The federal law-enforcement agency told the Wall Street Journal it is "very early" in an investigation into "these possible computer intrusions," in which a group of security researchers harvested iPad customer email addresses and network IDs and exposed a hole in AT&T's network.
We can confirm that Gawker Media was contacted by the FBI earlier today and issued a formal preservation notice.
We've reached out to the security group that first discovered the vulnerability, Goatse Security, and have asked for a statement. We're waiting to hear back.

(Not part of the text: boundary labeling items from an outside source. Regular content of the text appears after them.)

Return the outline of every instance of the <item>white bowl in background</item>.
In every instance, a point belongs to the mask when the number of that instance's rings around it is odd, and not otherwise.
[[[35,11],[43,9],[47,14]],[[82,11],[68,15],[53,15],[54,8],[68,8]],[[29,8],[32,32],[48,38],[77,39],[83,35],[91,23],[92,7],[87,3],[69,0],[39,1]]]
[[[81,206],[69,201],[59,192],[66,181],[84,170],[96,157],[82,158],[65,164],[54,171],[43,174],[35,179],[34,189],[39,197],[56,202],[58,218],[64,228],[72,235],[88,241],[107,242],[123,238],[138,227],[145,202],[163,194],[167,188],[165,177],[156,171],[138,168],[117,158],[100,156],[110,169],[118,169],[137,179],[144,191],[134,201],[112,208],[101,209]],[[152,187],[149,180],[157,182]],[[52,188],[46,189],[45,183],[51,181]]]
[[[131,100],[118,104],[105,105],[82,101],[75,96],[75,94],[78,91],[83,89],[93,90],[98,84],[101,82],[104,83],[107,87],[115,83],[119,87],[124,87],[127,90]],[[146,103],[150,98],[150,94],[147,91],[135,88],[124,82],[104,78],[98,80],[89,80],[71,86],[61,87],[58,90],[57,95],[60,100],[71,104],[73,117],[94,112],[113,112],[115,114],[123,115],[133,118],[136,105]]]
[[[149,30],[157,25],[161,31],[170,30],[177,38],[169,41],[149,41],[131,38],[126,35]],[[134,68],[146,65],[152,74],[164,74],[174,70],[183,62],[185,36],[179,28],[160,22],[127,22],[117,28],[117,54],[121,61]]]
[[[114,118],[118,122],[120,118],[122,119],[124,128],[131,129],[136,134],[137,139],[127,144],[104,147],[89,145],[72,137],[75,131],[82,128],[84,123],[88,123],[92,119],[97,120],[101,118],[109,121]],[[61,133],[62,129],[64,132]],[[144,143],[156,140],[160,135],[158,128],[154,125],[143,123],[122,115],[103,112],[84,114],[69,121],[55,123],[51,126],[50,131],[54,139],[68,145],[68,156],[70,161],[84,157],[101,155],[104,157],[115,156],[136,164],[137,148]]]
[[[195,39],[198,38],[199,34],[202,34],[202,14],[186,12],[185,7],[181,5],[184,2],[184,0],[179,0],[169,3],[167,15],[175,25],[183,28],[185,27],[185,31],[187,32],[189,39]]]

Update: In a lengthy blog post, a member of Goatse Security states that "there was no illegal activity or unauthorized access" involved. The group says that while it did not directly contact AT&T, it "made sure that someone else tipped them off." Goatse also says that the security hole was closed before the vulnerability was publicized; that the private user information it gathered—a copy of which was provided to us—was later destroyed; and that the group was not paid or otherwise compensated by Gawker, which is correct.
An excerpt:
This disclosure needed to be made. iPad 3G users had the right to know that their email addresses were potentially public knowledge so they could take steps to mitigate the issue (like changing their email address). This was done in service of the American public. Do you really think corporate privacy breaches should stay indefinitely secret? I don't. If you're potentially on a list of exploit targets because someone has an iPad Safari vulnerability and they scraped you in a gigantic list of emails it is best that you are informed of that sooner than later (after you've been successfully exploited)....
All data was gathered from a public webserver with no password, accessible by anyone on the Internet. There was no breach, intrusion, or penetration, by any means of the word...
Your iPads are safer now because of us.